Figures by SEPA also indicate that in some regions of Scotland, peak river flows could increase by as much as 56% and sea levels could rise as much as a metre by 2100. This might seem a long way off but there’s no getting away from the fact that the impacts of climate change might well exacerbate the risks. The rising trend in annual rainfall from the Scottish Environment Statistics Online Index totals is also testament to this.
The Scottish Government’s Flood Risk Management Act has been crucial in steering the development of policies by SEPA and focus areas for local authorities in managing changing climate in relation to flood risk and promotes a holistic and partnership approach to managing flood risk.

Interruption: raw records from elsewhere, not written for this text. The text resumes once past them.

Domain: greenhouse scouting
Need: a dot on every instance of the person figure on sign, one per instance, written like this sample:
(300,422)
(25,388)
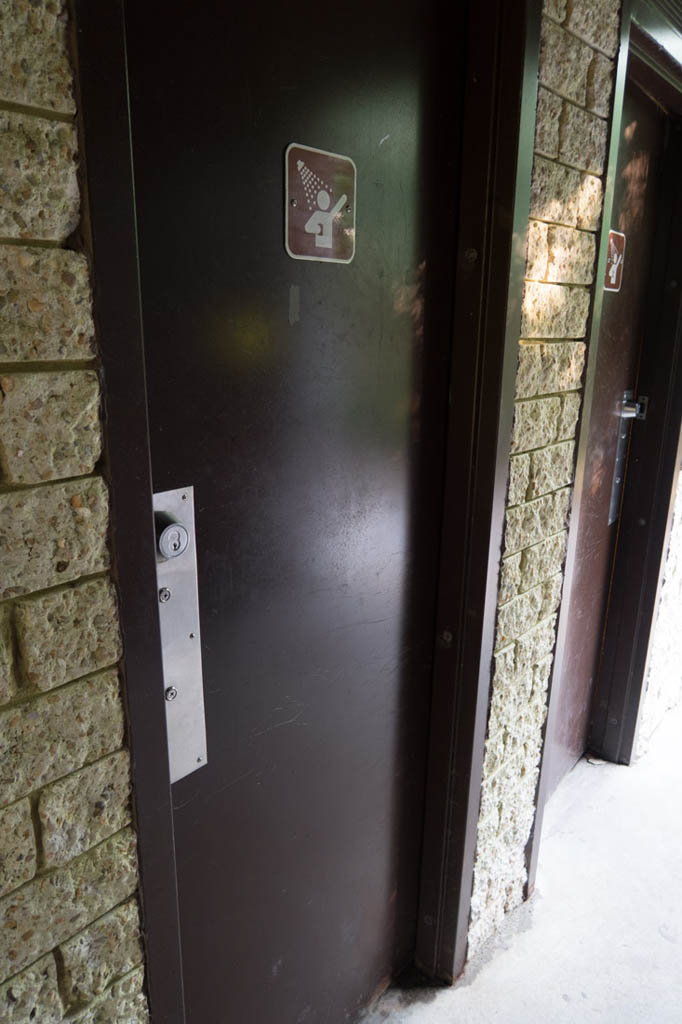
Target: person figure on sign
(322,222)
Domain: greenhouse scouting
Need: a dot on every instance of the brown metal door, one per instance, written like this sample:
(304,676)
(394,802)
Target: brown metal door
(306,404)
(622,331)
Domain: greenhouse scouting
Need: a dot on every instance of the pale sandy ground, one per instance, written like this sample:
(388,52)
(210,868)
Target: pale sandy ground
(601,940)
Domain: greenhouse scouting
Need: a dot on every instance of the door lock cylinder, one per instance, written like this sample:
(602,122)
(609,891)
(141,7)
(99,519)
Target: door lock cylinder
(172,537)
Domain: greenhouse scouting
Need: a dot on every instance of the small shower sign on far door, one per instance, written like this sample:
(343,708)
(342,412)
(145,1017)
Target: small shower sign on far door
(320,205)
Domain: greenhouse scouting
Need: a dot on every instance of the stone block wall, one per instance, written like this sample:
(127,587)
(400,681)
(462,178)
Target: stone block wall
(70,935)
(579,43)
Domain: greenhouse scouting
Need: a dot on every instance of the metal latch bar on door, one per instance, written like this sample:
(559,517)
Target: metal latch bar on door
(180,633)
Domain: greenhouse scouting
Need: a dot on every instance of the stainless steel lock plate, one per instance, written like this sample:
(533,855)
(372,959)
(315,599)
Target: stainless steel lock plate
(180,637)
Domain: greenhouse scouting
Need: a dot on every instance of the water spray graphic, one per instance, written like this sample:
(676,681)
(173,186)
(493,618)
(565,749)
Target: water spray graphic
(312,184)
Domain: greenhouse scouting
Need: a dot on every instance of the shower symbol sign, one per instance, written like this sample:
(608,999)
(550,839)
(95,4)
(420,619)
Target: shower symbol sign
(320,212)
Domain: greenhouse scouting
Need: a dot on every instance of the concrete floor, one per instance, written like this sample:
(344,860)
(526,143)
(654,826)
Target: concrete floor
(601,939)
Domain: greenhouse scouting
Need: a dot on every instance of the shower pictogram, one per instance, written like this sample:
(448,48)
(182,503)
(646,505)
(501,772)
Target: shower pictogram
(321,205)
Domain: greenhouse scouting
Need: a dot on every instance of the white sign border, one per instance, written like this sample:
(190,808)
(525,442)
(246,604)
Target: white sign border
(625,243)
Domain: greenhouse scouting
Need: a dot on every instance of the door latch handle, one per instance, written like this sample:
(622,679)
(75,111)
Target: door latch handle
(631,410)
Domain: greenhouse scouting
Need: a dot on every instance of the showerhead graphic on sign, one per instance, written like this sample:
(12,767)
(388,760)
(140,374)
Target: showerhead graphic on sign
(320,217)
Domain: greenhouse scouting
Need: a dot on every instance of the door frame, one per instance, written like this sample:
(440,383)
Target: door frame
(488,257)
(646,35)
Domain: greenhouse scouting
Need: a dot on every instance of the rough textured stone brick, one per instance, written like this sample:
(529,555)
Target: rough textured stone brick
(563,62)
(547,123)
(33,995)
(564,196)
(519,469)
(125,1001)
(68,633)
(554,192)
(35,71)
(551,469)
(536,423)
(81,810)
(555,9)
(582,139)
(570,407)
(103,951)
(538,252)
(56,905)
(510,578)
(529,523)
(510,693)
(534,646)
(49,425)
(17,847)
(542,560)
(57,733)
(554,310)
(518,615)
(547,368)
(541,677)
(571,255)
(45,308)
(52,534)
(40,198)
(599,85)
(551,595)
(597,23)
(588,215)
(7,676)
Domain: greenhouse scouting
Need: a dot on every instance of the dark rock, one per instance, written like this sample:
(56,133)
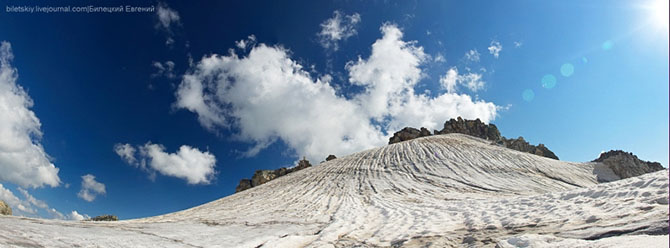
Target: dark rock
(5,209)
(264,176)
(408,133)
(522,145)
(106,217)
(626,164)
(473,128)
(478,129)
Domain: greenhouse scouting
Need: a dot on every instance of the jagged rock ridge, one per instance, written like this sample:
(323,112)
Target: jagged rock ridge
(5,209)
(626,164)
(264,176)
(478,129)
(106,217)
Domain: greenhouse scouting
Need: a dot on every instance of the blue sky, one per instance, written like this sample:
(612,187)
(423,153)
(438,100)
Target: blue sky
(316,78)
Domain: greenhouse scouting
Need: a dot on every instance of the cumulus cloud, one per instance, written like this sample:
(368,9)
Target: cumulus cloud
(167,19)
(495,48)
(187,163)
(90,188)
(338,28)
(439,58)
(126,152)
(23,160)
(243,44)
(74,215)
(472,56)
(32,200)
(18,206)
(266,96)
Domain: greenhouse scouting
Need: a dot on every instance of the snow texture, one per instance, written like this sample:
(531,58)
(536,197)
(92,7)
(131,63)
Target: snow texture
(440,191)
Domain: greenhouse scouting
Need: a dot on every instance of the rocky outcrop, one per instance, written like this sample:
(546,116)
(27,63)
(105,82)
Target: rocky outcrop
(478,129)
(473,128)
(522,145)
(106,217)
(408,133)
(264,176)
(5,209)
(626,164)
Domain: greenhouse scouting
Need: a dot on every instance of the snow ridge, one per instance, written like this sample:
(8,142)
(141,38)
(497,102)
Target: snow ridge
(440,191)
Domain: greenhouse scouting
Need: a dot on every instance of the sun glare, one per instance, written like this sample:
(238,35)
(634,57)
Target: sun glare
(659,13)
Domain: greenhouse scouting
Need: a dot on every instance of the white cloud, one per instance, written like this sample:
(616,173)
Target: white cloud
(23,160)
(187,163)
(439,58)
(472,55)
(126,152)
(266,96)
(18,206)
(495,48)
(167,18)
(339,27)
(74,215)
(165,69)
(452,79)
(32,200)
(243,44)
(389,74)
(90,188)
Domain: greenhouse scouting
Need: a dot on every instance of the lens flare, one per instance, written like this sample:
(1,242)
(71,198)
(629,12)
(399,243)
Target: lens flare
(548,81)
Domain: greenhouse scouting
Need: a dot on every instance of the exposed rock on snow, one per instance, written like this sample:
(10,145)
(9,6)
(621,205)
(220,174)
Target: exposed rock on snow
(474,128)
(449,190)
(478,129)
(264,176)
(5,209)
(520,144)
(408,133)
(106,217)
(625,164)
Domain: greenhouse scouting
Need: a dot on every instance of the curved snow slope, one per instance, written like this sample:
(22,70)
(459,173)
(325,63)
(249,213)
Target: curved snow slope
(438,191)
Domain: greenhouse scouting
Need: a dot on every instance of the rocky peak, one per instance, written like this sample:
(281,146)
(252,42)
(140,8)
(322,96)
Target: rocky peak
(264,176)
(473,128)
(478,129)
(408,133)
(626,164)
(106,217)
(520,144)
(5,209)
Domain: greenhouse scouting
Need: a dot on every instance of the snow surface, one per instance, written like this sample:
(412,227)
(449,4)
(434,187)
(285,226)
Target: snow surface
(440,191)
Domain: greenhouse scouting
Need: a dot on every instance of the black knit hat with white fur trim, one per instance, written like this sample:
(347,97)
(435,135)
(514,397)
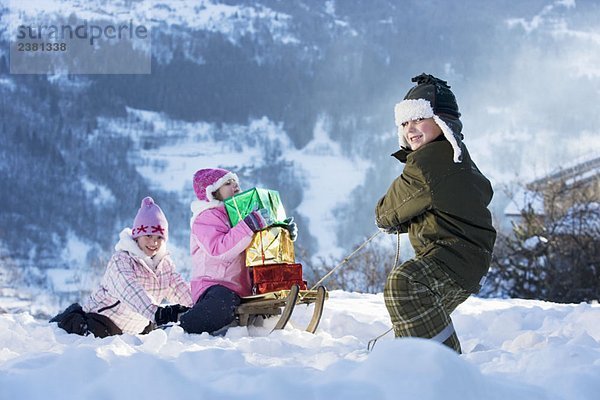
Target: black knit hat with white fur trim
(431,98)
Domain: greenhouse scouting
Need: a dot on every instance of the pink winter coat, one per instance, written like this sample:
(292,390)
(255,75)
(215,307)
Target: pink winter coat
(217,252)
(134,285)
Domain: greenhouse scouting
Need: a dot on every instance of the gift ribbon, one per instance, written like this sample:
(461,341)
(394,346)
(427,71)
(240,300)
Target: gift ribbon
(237,209)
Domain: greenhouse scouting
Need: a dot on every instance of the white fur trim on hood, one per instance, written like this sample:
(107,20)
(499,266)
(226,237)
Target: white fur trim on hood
(408,110)
(128,244)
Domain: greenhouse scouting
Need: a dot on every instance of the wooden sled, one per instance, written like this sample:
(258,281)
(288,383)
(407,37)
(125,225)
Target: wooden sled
(282,303)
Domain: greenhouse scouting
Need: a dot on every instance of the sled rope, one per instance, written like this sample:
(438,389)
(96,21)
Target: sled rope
(345,260)
(371,343)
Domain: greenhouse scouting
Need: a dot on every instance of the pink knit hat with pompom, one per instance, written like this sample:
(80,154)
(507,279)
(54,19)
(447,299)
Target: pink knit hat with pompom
(207,181)
(150,220)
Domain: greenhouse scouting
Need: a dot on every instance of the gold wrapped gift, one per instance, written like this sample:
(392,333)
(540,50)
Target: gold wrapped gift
(270,246)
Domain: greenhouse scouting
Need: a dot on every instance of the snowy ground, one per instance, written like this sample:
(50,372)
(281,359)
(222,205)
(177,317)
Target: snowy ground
(514,349)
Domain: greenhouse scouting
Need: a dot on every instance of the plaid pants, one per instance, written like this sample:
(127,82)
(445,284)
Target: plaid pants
(420,296)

It is therefore down to key partners that work with these organisations – in terms of developing feasibility studies, design or actual implementation – to work together to develop flood prevention schemes that adhere to the objectives the act sets out.
So, whilst there are many elements involved in putting the right flooding mitigation measures in place, one of the most important steps is early interaction and engagement between key stakeholders to ensure a shared vision is held by all the relevant players. This can range from environmental charities to the local community and maintaining regular dialogue with these stakeholders is key to achieving the common goal of managing flood risk.

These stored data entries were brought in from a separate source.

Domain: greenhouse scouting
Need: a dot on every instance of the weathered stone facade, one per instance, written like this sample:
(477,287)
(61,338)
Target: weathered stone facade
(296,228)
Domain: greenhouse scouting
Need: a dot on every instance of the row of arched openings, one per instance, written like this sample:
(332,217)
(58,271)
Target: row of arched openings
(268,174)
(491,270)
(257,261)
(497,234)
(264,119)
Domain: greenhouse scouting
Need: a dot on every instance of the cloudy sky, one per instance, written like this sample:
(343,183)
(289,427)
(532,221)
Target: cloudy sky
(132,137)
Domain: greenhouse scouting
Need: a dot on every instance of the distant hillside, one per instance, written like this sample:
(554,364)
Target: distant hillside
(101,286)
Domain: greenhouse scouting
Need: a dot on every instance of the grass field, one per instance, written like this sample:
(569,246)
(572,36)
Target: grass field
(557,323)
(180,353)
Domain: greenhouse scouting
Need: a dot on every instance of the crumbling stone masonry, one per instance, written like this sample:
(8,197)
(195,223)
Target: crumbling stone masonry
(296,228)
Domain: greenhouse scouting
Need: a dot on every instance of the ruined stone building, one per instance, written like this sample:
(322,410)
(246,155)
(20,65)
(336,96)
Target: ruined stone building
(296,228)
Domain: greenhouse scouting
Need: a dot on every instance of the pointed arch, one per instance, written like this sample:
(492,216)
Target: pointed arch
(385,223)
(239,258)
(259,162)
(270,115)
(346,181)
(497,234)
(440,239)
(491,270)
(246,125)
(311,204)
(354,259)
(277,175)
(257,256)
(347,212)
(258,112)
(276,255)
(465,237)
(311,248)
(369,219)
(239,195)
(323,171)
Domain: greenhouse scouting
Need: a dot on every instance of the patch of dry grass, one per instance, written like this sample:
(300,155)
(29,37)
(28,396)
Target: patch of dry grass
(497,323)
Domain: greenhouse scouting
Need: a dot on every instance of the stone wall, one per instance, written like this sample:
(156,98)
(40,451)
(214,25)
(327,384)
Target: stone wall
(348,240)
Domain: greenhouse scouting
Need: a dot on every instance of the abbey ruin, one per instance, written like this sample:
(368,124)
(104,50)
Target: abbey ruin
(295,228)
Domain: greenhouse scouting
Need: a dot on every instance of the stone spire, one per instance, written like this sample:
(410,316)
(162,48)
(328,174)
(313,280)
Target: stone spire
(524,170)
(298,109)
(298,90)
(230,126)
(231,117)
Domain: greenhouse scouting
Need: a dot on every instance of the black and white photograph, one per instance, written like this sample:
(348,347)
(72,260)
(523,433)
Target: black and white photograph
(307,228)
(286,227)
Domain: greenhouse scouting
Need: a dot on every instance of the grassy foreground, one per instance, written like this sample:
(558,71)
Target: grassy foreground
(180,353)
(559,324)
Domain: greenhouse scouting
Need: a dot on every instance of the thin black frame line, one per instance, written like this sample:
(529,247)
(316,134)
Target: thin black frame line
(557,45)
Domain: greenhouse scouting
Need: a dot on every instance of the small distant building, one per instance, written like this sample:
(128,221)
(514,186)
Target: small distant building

It’s not to say that partnership working holds all the answers, but collaboration and shared goals can be effective tools in identifying priorities and, crucially, unlocking funds. Investment is fundamental in getting any major scheme off the ground and may indeed be a bigger challenge in the future as schemes with less economic viability are promoted.
Working together can pave the way for a smoother delivery and shared vision which is what all partners and stakeholders desire. WSP work closely with local authorities throughout Scotland and the close partnerships we’ve formed have played a key role in promoting flood prevention projects around the country.
Flood prevention schemes sometimes require big budgets, so securing funding is normally one of the biggest issues. Understanding the ins and outs of where investment is needed and can be provided is and will be more essential moving forward. A robust methodology must also support the efficient prioritisation of where councils can best afford budget spend.
Whilst it might seem like partnership working is the bread and butter of any project, like any other relationship, it needs to be worked at it to make it successful. Getting it right can also ensure best practice and innovation every step of the way.
Climate change, future development and drainage needs, combined with the ever-increasing pressures and challenges of funding, are all considerations when planning flood prevention infrastructure. However, when a strong working relationship is formed from the outset, new ideas can be embraced, and detailed plans can be hatched. It really is the most successful starting point in helping a project go from concept to design and beyond.